For individuals using itemized deductions a new mortgage interest limitation applies, in that interest is deductible on mortgages of $750,000 or less. This will apply on mortgage indebtedness arising after December 2017, the current $1,000,000 limitation will continue to apply on mortgage indebtedness prior to December 2017. Home equity indebtedness related interest is no longer allowed as of 2018, and existing home equity loans are not grandfathered under the Act.
Changes significantly reduce the impact of Alternative Minimum Tax on individuals and joint filers, and eliminate the Alternative Minimum Tax on Corporations.
New limitations on the interest that businesses may deduct. Business interest is limited to the sum of business interest income, 30% of the adjusted taxable income of the taxpayer for the tax year, and/or the interest associated with floor plan financing for the tax year. Disallowed business interest maybe carried forward on a FIFO basis.

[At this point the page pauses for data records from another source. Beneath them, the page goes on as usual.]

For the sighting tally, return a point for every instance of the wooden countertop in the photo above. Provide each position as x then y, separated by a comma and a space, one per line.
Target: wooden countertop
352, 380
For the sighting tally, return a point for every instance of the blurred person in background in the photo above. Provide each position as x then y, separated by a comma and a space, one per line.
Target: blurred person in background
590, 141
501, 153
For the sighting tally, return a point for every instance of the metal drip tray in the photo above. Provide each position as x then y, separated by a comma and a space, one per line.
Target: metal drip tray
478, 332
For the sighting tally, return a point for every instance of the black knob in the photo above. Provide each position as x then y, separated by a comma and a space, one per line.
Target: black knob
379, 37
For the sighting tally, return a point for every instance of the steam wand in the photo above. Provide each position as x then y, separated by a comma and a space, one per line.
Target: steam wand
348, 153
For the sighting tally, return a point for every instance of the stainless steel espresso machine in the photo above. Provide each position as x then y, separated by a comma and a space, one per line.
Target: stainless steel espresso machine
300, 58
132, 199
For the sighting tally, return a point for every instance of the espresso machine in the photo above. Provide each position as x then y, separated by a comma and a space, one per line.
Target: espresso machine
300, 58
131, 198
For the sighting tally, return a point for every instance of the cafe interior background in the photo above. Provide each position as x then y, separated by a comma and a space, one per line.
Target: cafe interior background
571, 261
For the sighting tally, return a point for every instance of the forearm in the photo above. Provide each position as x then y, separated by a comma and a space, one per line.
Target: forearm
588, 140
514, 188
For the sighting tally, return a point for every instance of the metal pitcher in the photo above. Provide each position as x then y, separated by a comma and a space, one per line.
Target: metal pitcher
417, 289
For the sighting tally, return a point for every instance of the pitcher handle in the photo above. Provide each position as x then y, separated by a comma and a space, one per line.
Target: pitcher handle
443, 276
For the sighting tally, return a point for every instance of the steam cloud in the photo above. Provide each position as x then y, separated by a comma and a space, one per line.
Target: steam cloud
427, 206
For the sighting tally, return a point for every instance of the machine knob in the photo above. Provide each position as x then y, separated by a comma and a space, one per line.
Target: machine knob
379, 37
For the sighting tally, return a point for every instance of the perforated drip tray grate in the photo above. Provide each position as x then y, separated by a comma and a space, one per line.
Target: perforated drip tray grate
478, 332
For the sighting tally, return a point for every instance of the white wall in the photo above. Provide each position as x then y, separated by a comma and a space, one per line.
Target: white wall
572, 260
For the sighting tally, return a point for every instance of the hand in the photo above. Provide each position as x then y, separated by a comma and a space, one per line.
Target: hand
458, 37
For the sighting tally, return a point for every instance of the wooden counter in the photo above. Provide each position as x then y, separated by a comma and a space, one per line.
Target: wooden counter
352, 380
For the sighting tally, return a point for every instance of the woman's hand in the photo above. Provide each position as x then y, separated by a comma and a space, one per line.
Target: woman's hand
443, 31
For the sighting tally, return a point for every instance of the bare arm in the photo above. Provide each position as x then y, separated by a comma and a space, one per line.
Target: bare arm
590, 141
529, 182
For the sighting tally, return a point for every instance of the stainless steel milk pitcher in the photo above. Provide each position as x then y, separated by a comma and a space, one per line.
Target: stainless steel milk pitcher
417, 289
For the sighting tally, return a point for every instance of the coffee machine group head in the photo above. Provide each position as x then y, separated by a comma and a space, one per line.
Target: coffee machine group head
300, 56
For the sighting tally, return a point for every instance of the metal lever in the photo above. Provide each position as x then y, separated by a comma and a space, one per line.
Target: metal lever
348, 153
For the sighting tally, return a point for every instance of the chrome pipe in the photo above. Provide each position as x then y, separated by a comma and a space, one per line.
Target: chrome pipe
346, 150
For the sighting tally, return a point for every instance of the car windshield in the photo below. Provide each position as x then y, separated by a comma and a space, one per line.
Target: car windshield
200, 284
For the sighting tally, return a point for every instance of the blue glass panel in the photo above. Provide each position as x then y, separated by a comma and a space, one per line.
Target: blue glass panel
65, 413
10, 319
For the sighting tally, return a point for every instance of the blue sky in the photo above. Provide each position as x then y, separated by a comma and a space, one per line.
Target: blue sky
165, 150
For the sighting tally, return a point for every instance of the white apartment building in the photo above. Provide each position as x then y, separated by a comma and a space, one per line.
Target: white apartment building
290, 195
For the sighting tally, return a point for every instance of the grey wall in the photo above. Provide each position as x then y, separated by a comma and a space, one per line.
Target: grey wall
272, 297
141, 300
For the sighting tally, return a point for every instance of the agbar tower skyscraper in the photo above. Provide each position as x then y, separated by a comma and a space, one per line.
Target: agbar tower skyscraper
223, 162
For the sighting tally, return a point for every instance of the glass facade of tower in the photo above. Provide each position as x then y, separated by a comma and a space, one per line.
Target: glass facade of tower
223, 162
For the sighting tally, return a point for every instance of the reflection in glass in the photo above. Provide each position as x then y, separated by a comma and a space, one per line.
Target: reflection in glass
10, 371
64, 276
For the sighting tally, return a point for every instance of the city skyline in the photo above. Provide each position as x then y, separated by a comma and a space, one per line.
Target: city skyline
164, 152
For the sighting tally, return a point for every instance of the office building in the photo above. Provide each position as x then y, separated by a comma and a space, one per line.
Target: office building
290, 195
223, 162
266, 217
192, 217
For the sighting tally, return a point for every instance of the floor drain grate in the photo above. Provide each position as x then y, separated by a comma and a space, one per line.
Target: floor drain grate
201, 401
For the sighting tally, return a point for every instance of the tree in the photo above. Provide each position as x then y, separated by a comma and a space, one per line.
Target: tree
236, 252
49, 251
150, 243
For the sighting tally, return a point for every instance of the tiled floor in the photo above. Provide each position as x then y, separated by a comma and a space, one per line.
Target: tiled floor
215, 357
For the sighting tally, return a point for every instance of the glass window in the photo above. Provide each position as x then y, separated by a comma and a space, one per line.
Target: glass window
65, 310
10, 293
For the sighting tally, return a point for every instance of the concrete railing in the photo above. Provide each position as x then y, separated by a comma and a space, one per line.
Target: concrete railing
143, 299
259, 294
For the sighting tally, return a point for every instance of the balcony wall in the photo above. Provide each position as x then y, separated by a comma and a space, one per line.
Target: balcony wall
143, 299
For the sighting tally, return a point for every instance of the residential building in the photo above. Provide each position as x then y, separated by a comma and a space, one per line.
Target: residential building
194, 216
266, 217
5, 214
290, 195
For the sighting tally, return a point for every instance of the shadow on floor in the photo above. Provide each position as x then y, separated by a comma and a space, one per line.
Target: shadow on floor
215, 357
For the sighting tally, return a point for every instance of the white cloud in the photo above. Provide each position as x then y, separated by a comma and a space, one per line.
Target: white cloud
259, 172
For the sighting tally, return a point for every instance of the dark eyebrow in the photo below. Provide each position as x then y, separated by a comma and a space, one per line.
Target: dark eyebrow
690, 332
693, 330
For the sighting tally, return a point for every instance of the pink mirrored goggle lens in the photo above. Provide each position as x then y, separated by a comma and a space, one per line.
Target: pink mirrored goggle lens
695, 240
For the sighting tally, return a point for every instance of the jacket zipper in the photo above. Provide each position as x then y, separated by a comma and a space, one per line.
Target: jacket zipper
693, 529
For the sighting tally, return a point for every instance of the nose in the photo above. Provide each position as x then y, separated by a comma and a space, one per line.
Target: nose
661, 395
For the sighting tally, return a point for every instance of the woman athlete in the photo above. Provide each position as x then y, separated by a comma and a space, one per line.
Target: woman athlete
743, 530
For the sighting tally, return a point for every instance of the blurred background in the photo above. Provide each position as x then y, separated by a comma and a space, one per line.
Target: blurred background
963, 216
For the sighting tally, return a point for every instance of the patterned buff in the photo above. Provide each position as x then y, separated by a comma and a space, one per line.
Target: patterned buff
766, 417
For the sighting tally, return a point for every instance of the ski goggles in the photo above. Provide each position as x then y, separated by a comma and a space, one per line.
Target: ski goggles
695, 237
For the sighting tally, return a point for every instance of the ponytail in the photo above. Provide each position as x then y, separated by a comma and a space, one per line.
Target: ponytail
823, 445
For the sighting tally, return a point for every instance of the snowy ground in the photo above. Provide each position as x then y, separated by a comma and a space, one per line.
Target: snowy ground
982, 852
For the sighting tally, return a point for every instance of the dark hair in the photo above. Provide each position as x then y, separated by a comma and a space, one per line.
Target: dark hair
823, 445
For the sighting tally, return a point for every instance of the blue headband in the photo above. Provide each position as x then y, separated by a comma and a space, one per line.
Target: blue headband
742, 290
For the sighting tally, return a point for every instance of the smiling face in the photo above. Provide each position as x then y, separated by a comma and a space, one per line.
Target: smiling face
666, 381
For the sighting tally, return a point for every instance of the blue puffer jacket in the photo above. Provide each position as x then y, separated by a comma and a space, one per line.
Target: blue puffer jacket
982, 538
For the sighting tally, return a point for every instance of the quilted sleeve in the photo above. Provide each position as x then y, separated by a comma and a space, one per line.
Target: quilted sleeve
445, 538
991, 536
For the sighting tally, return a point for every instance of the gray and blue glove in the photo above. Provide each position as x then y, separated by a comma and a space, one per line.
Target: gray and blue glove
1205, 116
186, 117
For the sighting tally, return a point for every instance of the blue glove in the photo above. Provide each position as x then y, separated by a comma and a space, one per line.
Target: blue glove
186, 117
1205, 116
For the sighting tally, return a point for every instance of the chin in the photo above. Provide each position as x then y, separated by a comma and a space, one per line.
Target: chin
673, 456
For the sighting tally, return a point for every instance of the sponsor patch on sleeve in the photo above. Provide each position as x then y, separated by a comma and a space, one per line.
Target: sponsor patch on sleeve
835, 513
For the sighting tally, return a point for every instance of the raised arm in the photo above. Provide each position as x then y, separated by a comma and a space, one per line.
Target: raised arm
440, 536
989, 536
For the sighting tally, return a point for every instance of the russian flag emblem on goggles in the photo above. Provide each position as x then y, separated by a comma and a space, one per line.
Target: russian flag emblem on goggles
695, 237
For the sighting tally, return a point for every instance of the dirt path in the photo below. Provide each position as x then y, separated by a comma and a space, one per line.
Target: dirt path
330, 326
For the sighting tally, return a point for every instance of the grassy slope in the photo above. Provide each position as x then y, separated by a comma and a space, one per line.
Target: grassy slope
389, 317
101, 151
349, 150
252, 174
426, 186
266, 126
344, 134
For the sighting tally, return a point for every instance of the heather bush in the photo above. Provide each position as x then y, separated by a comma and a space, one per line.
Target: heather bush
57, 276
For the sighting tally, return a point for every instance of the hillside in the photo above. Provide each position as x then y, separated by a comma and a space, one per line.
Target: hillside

Lower expensing threshold for assets thereby allowing businesses to write-off the entire cost of new equipment rather than being forced to depreciate only a portion of the cost.
Pass-through Business Income Deductions - For businesses based and conducting business in the U.S., Partnership, S-corporation, LLC, and sole proprietorship ‘qualified’ business income will be subject to a 20% deduction for taxpayers whose income falls under the threshold amounts of $157,000 for individual taxpayers and $315,000 for joint filers. The keys to this provision rest in understanding the term ‘qualified’ and computing the threshold limitations.
There are also changes to deduction of casualty losses that limit such deduction to losses only if they are attributable to a disaster declared by the President. This provision applies only during tax years 2018 through 2025.
Alimony and spousal maintenance are no longer deductible by the payor spouse, they will be taxed at the rates applicable to the payor spouse rather than the recipient spouse. These provisions to not impact the tax treatment of child support. These new provisions apply to any divorce or legal separation arising after December 31, 2018 or to any prior divorce or legal separation modified after December 31, 2018. Additional provisions apply.
The provisions listed here by no means represent the entirety of this Act, these are only brief summaries of some of the Act's highlighted changes.
The information contained herein is summary in nature, and solely for the general information of our readers. The information contained herein is not intended as any form of accounting, business or tax advice, nor as an in-depth analysis of specific issues.
In no way should the information within this article be used as a substitute for a formal accounting, business or tax advice. Should you need any accounting, business or tax advice, consult a professional.